- Born: Krishaber Mór 3 April 1836 Feketehegy, Vojvodina, (Austrian Empire, now Serbia)
- Died: 10 April 1883 (aged 47) Mulhouse, France
- Resting place: Central cemetery Mulhouse, France 47°45′50″N 7°20′24″E﻿ / ﻿47.76393159097137°N 7.340050936955739°E,
- Citizenship: Hungarian
- Education: Physician
- Alma mater: University of Paris
- Known for: Krishaber's disease, Krishaber's cannula
- Spouse: Berthe-Elise Kullmann
- Awards: Montyon Prize (1882)
- Scientific career
- Fields: Otorhinolaryngology
- Thesis: Considérations sur l'historique et le développement de l'encéphale (1864)

= Maurice Krishaber =

French-Hungarian otorhinolaryngologist

Maurice Krishaber, born Krishaber Mór in Feketehegy in Vojvodina (Hungary, now Serbia) on 3 April 1836 and died in Mulhouse (France) on 10 April 1883, was a naturalised French Hungarian otorhinolaryngologist.

==Biography==
Born into a Hungarian Jewish family, Mór Krishaber was the son of Leonore and Guillaume Krishaber.
He studied medicine at the University of Vienna and the University of Prague and completed his studies in Paris in 1859 where he defended a thesis on 31 August 1864, entitled: Considérations sur l'historique et le développement de l'encéphale (Considerations on the history and development of the encephalon).

On 9 April 1872 he was naturalised as a French citizen. On 10 June 1875 he married Berthe-Elise Kullmann (1835–1883), daughter of Anna Kitz and Pierre Kullmann (a Swiss, trader in Mulhouse), widow of Jean-Charles Baumgartner, also a trader.

He died on 10 April 1883, at the age of 47, just over a fortnight after his wife, of a rheumatic fever aggravated by double pneumonia.

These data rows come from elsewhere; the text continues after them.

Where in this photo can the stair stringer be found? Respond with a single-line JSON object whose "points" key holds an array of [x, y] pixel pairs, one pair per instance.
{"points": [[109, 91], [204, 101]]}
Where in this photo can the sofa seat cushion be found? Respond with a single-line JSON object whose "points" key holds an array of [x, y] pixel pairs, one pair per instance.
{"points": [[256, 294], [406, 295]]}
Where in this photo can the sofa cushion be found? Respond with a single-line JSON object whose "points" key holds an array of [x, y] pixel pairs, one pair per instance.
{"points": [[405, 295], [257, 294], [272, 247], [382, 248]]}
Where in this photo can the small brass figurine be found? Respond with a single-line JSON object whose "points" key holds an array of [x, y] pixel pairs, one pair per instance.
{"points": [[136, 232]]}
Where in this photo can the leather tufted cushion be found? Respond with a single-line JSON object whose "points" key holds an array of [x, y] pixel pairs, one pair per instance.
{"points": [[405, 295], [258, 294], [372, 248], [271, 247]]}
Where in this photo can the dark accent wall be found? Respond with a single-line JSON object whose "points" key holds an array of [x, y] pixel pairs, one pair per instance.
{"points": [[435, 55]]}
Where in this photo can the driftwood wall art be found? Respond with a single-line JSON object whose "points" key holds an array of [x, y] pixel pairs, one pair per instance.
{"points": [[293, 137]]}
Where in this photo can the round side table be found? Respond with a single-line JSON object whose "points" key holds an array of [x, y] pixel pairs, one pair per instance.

He is buried in the central cemetery of Mulhouse and above his grave, a plaque with a quotation in Hungarian has been affixed: "May the peace of the dreams of the dead never be disturbed, may their graves be protected from storms for centuries!"

==Professional life==
He became an active member of the German Medical Society in Paris on 11 May 1865. His publications, which appeared in Paris, were clearly oriented towards the ENT sphere, which he practised. He published in the Dictionary of Medical Sciences: "Diseases of the larynx" in 1868, "Diseases of singers" in 1873; and numerous writings on laryngeal tumours, tracheotomy and thyrotomy: Rhinoscopy (1875), Laryngopathology during the early stages of syphilis (1876), Cerebro-cardiac neuropathy (1873), Laryngeal cancer (1880), etc.

He perfected the tracheotomy cannula that bears his name.

He gave his name to Krishaber's disease, characterised by a combination of tachycardia, vertigo and insomnia also known as cerebro-cardiac neuropathy and classified by Freud as an "obsessive neurosis".

Maurice Krishaber, "under the category Cerebro-Cardiac Neuropathy (Névropathie Cérébro-Cardiaque) reported 38 patients showing a mixture of anxiety, fatigue and depression. Over one-third of these patients complained of baffing and unpleasant mental experiences, consisting of the loss of a feeling of reality. Krishaber suggested that these phenomena resulted from a sensory dysfunction." He proposed depersonalization was the result of pathological changes to the body's sensory modalities which lead to experiences of "self-strangeness" and the description of one patient who "feels that he is no longer himself".

In 1874, Émile Isambert, son of François-André Isambert, opened the first laryngology clinic at Lariboisière Hospital and at his death in 1876, he was succeeded by Maurice Raynaud then by Adrien Proust, the writer's father, who was especially interested in hygiene and the fight against cholera, the laryngology room being directed by his assistant Krishaber.

In 1875, together with Jules Ladreit de La Charrière and Émile Isambert, he founded theAnnales des maladies de l'oreille et du larynx (Otoscopie, laryngoscopie, rhinoscopie).

He was made a Knight of the Legion of Honour by decree of 30 July 1878 and was awarded the Montyon Prize for Medicine and Surgery in 1882.

Eight days before his death, he received a prize of 20,000 francs from the French Academy of Sciences for outstanding scientific discoveries.

==Works==
- Dans le Dictionnaire des Sciences médicales :
  - Maladies du larynx (1868)
  - Maladies des chanteurs (1873)
- Rhinoscopie (1875)
- Laryngopathologie pendant les premières phases de la syphilis (1876)
- De la névropathie cérébro-cardiaque (1873)
- Le cancer du larynx (1880)

==Distinctions==
 Chevalier of the Legion of Honour by decree dated 30 July 1878.